The company said that it would increase hourly wages for current employees by an average of 10% and that the entry-level wage for new employees would rise to between $11 to $17 an hour, based on the location of the restaurant.
The pay increases do not affect the 95% of the nearly 14,000 U.S. restaurants that are independently owned, only the 650 company-owned restaurants.
Responding to a tight job market and echoing a move earlier this week by the burrito chain Chipotle, McDonald’s said it hoped the higher pay would attract as many as 10,000 new employees in the next three months, as the busy summer season approaches and dine-in restrictions are removed at many of its restaurants.

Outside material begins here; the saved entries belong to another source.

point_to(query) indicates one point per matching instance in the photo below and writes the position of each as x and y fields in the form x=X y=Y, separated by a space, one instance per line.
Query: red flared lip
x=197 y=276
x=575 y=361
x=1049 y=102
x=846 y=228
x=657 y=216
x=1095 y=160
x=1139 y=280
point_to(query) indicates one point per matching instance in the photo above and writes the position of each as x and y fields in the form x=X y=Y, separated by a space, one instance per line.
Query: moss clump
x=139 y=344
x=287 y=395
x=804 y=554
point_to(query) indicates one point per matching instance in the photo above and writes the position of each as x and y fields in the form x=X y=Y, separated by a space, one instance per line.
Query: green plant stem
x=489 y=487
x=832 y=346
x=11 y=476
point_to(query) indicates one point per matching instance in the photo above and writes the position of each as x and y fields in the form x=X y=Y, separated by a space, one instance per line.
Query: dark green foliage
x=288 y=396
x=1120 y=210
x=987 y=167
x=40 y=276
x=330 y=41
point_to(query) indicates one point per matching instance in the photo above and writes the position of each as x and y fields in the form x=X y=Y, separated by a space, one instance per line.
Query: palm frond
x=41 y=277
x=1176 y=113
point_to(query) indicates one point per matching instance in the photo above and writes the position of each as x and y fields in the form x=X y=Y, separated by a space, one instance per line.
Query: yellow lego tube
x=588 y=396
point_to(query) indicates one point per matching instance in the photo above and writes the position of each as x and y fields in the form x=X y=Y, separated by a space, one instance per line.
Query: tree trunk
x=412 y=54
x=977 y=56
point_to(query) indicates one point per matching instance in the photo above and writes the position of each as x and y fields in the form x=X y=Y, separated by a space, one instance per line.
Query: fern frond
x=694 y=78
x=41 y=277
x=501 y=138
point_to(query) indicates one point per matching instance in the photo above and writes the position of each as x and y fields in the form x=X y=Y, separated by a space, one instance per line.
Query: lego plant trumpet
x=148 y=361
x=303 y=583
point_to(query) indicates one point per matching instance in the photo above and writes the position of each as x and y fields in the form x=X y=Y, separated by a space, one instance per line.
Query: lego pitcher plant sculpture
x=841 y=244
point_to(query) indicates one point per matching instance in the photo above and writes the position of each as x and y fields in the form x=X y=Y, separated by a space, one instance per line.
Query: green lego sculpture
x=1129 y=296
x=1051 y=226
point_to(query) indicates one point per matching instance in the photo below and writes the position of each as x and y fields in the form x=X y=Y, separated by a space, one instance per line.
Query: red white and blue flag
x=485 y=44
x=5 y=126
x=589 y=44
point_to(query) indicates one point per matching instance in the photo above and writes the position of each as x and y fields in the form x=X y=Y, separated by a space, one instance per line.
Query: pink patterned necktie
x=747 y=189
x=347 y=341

At its company-owned restaurants, McDonald’s said the average employee wage would increase to $13 an hour, with some restaurants achieving an average wage of $15 an hour later this year. All company-owned restaurants expected to be at an average salary of $15 by 2024, the company noted.
Still, that falls short of the minimum wage of $15 an hour being demanded by the Fight for $15 organization, which is backed by the Service Employees International Union. The Fight for $15 organization is spearheading a strike by McDonald’s employees in several cities Wednesday ahead of the company’s annual shareholder meeting.
A leader for Fight for $15 dismissed McDonald’s move to bolster wages, saying it wasn’t enough.
“We’ve showed up to work day after day in the middle of a global pandemic, risking our lives without proper P.P.E. or paid time off to keep your stores open and corporate profits flowing,” Doneshia Babbitt, a McDonald’s employee in St. Louis and union leader, said in a statement. “You’ve called us essential for over a year, but your announcement today proves that you’ve seen us as disposable all along.”